The Savannah-Chatham Metropolitan Police Department has taken a lot heat in the past year to do more to reduce crime. Today, we sat down with Chief Lovett to talk about his plans for 2006.

His plan? Good old-fashioned police work. He's putting more officers in hard-hit crime areas and trying some new--some say radical--approaches to keep bad guys off our streets.

He's determined to get Savannah's crime problem under control. "We feel we have something to prove and that's going to be our focus," he told us.

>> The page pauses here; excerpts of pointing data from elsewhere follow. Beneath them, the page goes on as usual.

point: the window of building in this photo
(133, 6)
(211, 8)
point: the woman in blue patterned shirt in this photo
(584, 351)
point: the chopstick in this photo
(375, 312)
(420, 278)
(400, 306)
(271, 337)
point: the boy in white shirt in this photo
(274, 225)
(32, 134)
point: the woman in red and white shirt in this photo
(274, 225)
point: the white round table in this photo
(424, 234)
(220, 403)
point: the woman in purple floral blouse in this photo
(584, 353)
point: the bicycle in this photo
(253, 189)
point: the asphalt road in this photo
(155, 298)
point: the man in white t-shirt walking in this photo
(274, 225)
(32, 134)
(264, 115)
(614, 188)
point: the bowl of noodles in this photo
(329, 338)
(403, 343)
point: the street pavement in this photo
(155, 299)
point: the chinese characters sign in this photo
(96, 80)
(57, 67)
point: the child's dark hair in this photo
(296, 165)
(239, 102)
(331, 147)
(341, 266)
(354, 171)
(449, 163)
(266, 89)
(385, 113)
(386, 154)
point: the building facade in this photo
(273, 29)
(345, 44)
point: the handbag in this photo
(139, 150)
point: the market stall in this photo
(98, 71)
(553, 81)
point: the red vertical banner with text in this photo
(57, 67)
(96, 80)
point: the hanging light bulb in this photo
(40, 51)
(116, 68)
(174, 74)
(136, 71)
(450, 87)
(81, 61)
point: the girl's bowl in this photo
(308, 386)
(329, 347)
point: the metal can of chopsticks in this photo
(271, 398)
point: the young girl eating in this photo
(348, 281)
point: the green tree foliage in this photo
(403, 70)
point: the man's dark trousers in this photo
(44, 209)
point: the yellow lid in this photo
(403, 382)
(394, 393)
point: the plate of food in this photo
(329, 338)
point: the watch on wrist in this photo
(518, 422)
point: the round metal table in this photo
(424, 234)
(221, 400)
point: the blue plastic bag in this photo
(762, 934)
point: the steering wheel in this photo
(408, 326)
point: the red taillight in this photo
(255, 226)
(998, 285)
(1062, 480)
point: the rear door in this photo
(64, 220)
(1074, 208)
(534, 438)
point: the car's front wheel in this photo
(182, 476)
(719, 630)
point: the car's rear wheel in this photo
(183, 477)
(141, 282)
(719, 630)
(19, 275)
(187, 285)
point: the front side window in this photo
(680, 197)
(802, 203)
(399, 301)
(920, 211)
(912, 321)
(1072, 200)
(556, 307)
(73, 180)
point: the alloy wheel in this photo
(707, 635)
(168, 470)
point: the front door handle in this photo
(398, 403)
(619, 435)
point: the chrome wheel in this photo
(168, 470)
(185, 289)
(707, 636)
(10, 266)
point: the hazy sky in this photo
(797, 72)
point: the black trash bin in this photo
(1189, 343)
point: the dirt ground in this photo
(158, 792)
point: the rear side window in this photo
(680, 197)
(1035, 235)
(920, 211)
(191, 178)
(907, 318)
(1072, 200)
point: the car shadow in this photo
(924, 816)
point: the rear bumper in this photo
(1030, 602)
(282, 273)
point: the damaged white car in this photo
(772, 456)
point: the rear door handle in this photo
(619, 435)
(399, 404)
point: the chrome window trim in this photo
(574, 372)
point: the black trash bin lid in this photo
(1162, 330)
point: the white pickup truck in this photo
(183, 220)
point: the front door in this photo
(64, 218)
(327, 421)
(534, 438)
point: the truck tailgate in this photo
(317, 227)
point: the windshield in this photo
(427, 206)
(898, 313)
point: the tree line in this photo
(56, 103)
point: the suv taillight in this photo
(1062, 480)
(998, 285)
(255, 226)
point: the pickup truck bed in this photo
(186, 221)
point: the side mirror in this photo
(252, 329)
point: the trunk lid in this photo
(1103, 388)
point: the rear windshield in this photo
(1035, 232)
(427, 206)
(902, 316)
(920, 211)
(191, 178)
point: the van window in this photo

His plans aren't fancy, but he says they get at the heart of the crime problem. And the juvenile crime problem. Here's what he wants to do:

1. Start a daytime curfew. "Sixteen-year-olds can legally drop out of school, but with the daytime curfew, just because you are 16 that doesn't give you the right to be on the street," Chief Lovett said.

2. Improve the relationship with people who live in public housing. Chief Lovett says much of Savannah's public housing has become a safe haven for criminals and troublemakers, and many of those people don't even live there. Lovett's plan: if you don't live here, you can't hang out here.

3. Get illegal guns off the street.

4. Let police do their jobs. "I've come to realize some people are going to raise hell regardless," Chief Lovett said. "I would rather them raise hell at the police department for doing their job than for not doing their job. If that means getting in someone's face, that's what we are going to do."

This is the first time Lovett has talked publicly about starting a daytime curfew. He still has to get the school board's and the city's approval before he can start enforcing it.